Jeep alone should be worth 120% of the current value of Fiat Chrysler, seekingalpha’s analysts said, due to high margins in the segment and bullet-proof demand for its products.
Meanwhile, some of the company’s insiders and defenders keep wringing their hands over last month’s sales figures. Why the disconnect between the two groups?
Maybe the bottom-line guys see something the armchair sales quarterbacks are missing. Maybe they see the wisdom in cutting low-margin fleet sales rather than using them to goose factory order books to make better numbers, as FCA reported it did last month.
The investors probably also think it’s a good idea to ditch low-profit sedans which aren’t selling and focus instead on high-margin pickup trucks and SUVs – which is exactly what FCA has been doing for the past half year or more.
And although they don’t mention it in every news story, the analysts probably agree that CEO Sergio Marchionne’s determination to pay down debt by another $2 billion by the end of this year – as he referred to again in a conference call two weeks ago – also points to better things to come for FCA, the company, and FCAU, the stock.
Lower debt means “improved operating performance and lower financial charges (and) stronger profit margins,” according to marketrealist.com in a story from Tuesday.

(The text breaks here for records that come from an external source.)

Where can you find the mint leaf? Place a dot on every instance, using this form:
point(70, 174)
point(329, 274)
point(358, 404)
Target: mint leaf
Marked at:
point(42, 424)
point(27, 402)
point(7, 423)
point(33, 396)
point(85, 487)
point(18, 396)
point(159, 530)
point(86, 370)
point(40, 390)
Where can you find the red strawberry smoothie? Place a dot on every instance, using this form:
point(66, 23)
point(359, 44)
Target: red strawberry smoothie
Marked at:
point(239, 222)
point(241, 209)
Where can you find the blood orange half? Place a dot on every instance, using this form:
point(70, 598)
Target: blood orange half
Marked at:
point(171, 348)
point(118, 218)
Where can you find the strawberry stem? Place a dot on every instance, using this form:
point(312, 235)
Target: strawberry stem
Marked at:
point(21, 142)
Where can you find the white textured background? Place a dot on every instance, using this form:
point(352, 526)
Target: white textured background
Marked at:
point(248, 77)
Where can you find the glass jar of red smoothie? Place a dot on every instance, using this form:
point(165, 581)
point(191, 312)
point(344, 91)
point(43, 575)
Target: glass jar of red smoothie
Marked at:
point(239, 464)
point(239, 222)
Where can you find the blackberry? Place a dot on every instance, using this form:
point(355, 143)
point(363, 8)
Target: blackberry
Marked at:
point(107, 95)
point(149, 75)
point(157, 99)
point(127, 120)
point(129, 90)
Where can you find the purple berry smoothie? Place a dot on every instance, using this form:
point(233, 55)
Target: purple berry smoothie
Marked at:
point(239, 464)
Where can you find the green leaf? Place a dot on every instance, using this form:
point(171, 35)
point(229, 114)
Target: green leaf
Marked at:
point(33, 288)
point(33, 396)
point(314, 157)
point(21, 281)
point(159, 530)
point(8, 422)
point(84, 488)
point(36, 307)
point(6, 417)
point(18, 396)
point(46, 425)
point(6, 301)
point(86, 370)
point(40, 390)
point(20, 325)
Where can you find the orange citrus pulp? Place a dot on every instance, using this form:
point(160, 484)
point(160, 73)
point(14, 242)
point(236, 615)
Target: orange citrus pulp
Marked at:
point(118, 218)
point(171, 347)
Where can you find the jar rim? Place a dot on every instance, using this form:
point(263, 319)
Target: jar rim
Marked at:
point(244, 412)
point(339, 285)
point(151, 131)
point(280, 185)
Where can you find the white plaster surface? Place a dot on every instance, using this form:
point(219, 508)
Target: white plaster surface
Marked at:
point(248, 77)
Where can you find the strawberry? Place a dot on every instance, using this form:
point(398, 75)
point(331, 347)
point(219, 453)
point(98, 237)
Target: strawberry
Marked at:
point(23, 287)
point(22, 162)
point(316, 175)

According to this piece by Josh Arnord, FCAU the stock has turned in a “truly staggering performance against the likes of GM and Ford” over the past couple of years, and it continues to be a good value after a sell-off from a high earlier this year.
Fiat Chrysler stock, he says, looks like a deal even without paying a premium for it because you think somebody might buy it or merge with it at some point going forward.
And today alphabetastock.com named FCAU it’s “Top Pick for Thursday” as an attention-grabbing volatile stock and good bet. They’re predicting an 18% increase in stock price over the next five years. That’s not much compared to the 52% growth of the last five years, but nothing to wring your hands about.